Growing tomatoes is a great way to learn new concepts for beginning gardeners, as well as offering new challenges for experienced growers. Assuming you have the right growing conditions, they CAN be fairly easily grown by following a few basic guidelines. The rest is up to trial and error, and what I describe as an 'understanding' that can only be developed through experience. The tips offered below provide a solid starting point from which to build upon through trial and observation.
Start with the right varieties for your growing conditions. Some varieties are better suited to certain locations based on weather, pests, length of day, sun exposure, etc.

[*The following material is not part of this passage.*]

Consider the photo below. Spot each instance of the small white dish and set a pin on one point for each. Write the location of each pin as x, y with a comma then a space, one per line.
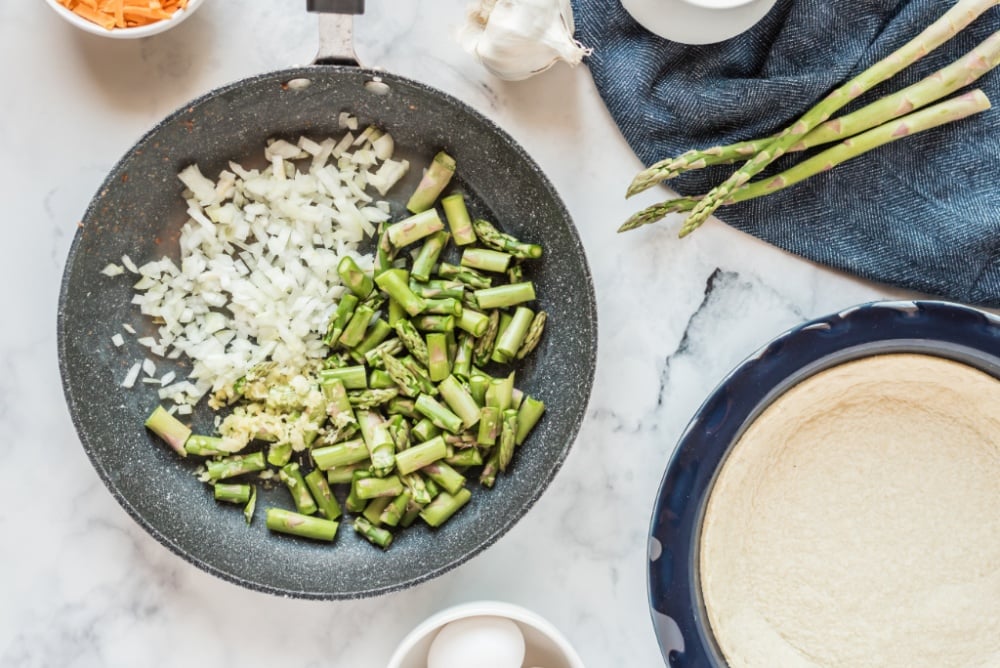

In addition, decide if you want to plant determinate or indeterminate varieties. This will help in planning the space and growing requirements.
I grow mostly indeterminate varieties because I think they taste better (generally speaking), there are many more options available, and they are often heavier yielding. I also prefer to stagger the harvest.
With determinate varieties, fruit generally ripens at about the same time which is great for processing. In addition, determinate varieties usually have a more controlled growth habit and typically don't require as much vertical support. These traits are often ideal for smaller spaces and containers, but can limit overall yield. Shop for tomato seeds.
Provide well drained, compost rich soil. One part peat moss, one part compost, and one part top soil usually does the trick for raised beds. For established beds, just mix about 2 inched of compost into the top 6 inches or so. If growing in the ground, test your soil, and amend it as required. Though the optimal soil mix will vary based on your local conditions and the types of plants you'll be growing, this mix generally works well for tomatoes. If you live in a region that gets a lot of rain, consider adding pearlite, or vermiculite to aid with drainage.
Trim off lower leaves 12 in. From soil level. As your plants grow to be about 2–3 ft. tall, over a period of a couple of weeks, trim the low lying leaves to help prevent the spread of disease and prevent pests. This is a commonly overlooked practice that can often make or break your season.
Keep weeds under control. It sort of goes without saying, but it's easy to let them get out of hand. Weeds can cause all sorts of problems by harboring pests and diseases, stealing nutrients and water, strangling roots and stems, blocking sunlight, and even releasing growth inhibiting chemicals into the soil in some cases (just to name a few).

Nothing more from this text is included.